Sun, 23 Jan 2022

900 staff fired on Zoom call by mortgage lender Better.com

Robert Besser
09 Dec 2021, 16:10 GMT+10

NEW YORK CITY, New York: Vishal Garg, CEO of New York-based online mortgage lender Better.com, laid off some 900 employees on a Zoom call this week, accusing them of not being productive while working at home.

Better.com became a success during the COVID-19 pandemic, as city dwellers fled to the suburbs, fueling a boom in the housing market and among mortgage lenders.

Garg, 43, was unapologetic when announcing the mass firing on the call, which has now gone viral after being posted on TikTok, YouTube and other social media accounts.

"This is not news that you are going to want to hear.

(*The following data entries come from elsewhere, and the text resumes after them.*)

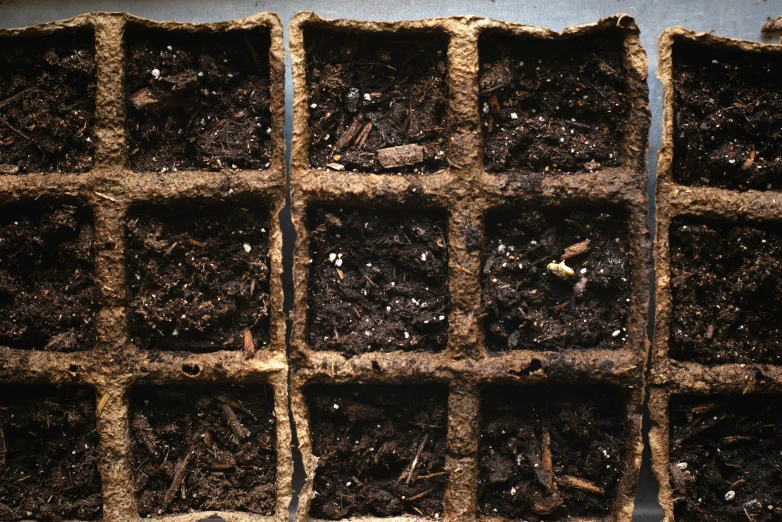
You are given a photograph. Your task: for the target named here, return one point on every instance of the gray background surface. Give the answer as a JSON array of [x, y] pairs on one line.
[[733, 18]]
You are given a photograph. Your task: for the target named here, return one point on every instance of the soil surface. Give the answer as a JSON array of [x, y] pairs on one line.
[[48, 297], [368, 93], [532, 305], [204, 448], [725, 457], [381, 450], [728, 118], [47, 103], [553, 106], [377, 282], [49, 454], [550, 453], [726, 288], [197, 101], [198, 278]]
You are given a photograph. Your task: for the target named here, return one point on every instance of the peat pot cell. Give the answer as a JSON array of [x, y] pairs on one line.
[[203, 448], [48, 297], [725, 457], [726, 290], [556, 279], [727, 118], [47, 102], [378, 280], [198, 277], [550, 453], [49, 454], [553, 105], [197, 101], [380, 448], [377, 102]]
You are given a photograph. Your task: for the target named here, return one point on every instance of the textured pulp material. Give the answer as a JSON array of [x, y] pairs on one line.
[[114, 364]]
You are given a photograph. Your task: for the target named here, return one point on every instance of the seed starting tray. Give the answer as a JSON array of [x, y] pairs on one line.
[[671, 377], [114, 366], [466, 193]]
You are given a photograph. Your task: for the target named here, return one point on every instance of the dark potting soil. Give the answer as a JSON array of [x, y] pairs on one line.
[[728, 118], [198, 277], [197, 101], [550, 453], [725, 457], [368, 93], [48, 297], [552, 106], [381, 450], [49, 454], [532, 306], [204, 448], [378, 281], [726, 290], [47, 102]]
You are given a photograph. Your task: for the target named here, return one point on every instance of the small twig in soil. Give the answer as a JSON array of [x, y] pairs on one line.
[[545, 458], [101, 404], [362, 138], [239, 430], [104, 196], [179, 475], [432, 475], [415, 459], [249, 345], [579, 483], [419, 495]]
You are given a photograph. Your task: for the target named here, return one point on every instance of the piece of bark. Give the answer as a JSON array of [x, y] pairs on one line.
[[401, 156], [579, 483], [147, 99], [774, 25], [576, 250]]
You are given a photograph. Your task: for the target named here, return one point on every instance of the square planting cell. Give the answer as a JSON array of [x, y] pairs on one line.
[[726, 291], [725, 457], [727, 118], [550, 452], [381, 450], [553, 105], [197, 101], [377, 102], [378, 280], [198, 277], [49, 454], [47, 102], [203, 448], [556, 279], [48, 298]]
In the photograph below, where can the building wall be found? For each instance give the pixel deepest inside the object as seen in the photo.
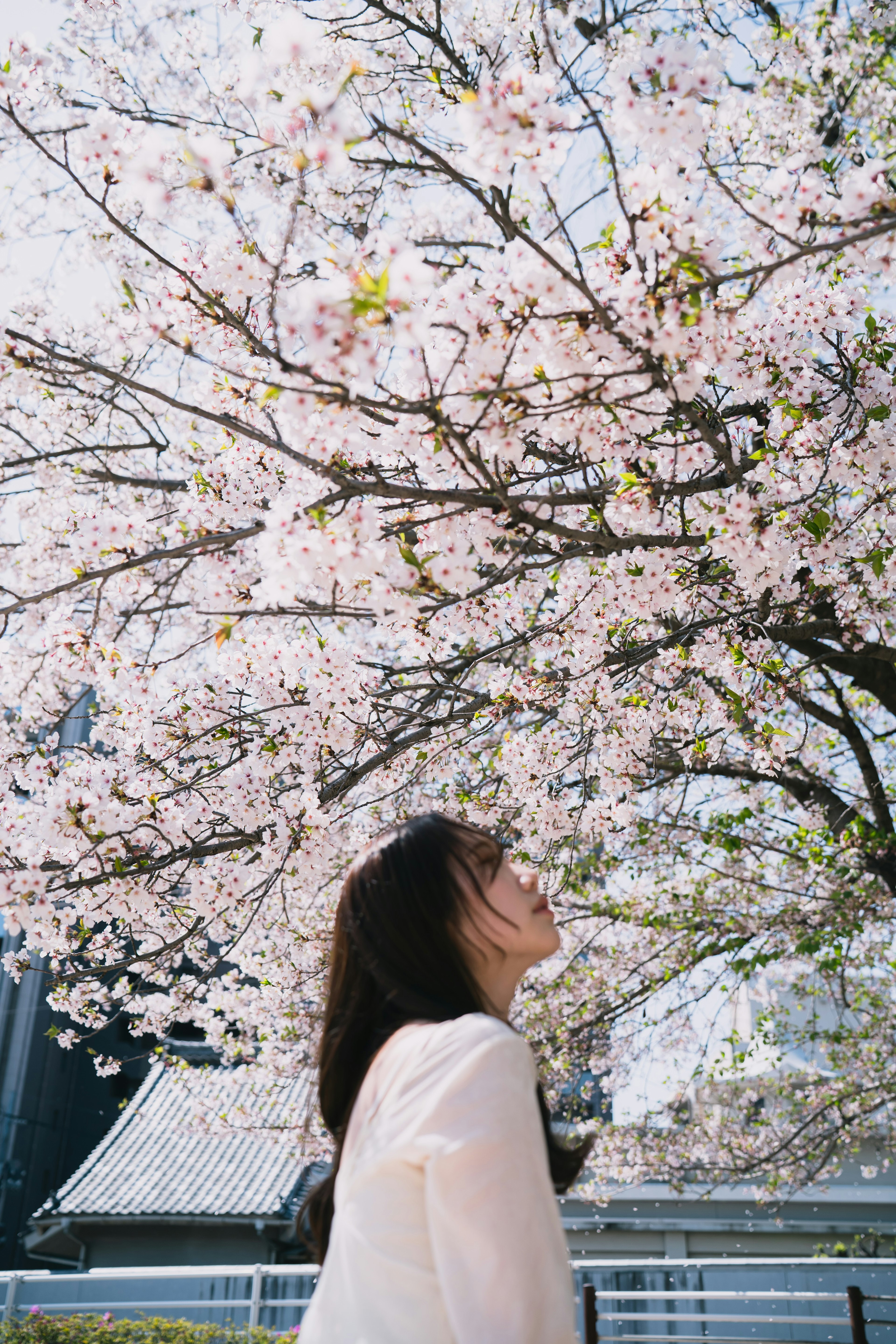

If you are on this call, you are part of the unlucky group that is being laid off. Your employment here is terminated effective immediately," he said, adding that he did "not want to do this."

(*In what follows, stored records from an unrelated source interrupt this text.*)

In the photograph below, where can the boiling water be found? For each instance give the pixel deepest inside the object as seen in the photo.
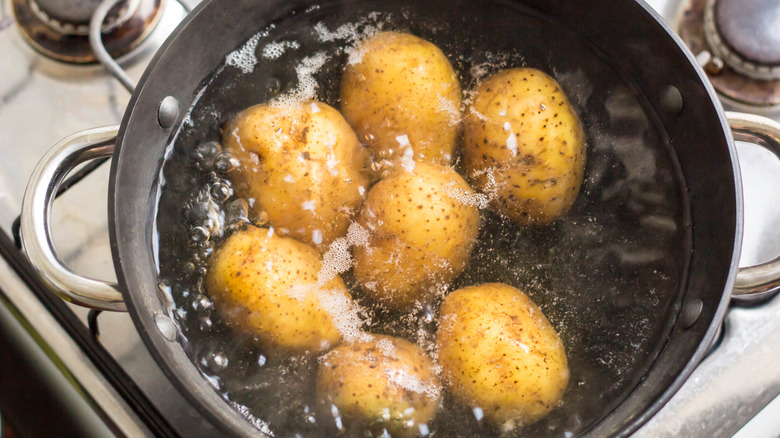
(607, 275)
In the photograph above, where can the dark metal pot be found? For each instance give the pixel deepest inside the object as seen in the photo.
(627, 33)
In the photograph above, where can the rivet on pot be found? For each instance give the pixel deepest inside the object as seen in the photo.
(690, 313)
(166, 327)
(671, 100)
(168, 112)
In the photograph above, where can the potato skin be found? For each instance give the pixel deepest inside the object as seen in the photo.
(302, 165)
(385, 376)
(499, 352)
(267, 284)
(421, 235)
(403, 85)
(538, 182)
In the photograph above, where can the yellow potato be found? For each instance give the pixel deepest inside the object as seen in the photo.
(269, 285)
(300, 164)
(422, 226)
(385, 383)
(499, 353)
(524, 145)
(403, 93)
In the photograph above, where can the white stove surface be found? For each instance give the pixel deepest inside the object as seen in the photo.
(724, 396)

He added that the "market has changed" and the company had to slim down to remain nimble enough to adapt to the evolving housing market, which appears to be cooling after a pandemic-boosted boom.

Garg also revealed to be an anonymous author of a scathing blog post on Bling, which criticized Better.com employees, stating, "You guys know that at least 250 of the people terminated were working an average of 2 hours a day, while clocking 8 hours+ a day in the payroll system. They were stealing from you and stealing from our customers who pay the bills. Get educated."

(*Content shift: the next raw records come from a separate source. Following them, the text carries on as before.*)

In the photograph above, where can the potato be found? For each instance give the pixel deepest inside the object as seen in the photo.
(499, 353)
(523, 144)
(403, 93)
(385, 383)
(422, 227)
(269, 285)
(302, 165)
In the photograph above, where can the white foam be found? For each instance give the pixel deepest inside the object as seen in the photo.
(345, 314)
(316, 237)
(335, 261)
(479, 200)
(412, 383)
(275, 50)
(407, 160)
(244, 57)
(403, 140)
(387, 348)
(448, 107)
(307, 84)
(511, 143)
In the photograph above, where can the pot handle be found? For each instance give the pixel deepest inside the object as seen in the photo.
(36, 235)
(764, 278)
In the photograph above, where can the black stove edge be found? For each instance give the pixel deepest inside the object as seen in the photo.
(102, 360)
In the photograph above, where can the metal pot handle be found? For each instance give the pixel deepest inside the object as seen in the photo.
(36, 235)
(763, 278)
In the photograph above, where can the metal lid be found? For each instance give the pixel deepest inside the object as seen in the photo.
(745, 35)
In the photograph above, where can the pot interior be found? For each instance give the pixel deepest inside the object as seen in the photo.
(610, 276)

Garg confirmed to Fortune that he was the author of the post.

In an interview with Fortune, Garg said that the company began reviewing employee productivity data, including missed telephone call rates, number of inbound and outbound calls, employees showing up late to meetings with customers, and other problems.

"As we started to slow down our pace of hiring, we saw some alarming statistics, as a number of our customers were not getting the service that they deserved from our teammates," he said.

Garg has a reputation for having high expectations and punishing employees over minor infractions, according to the New York Post.

In May, the company announced it plans to go public through a SPAC, or special-purpose acquisition company, at a $7.7 billion valuation.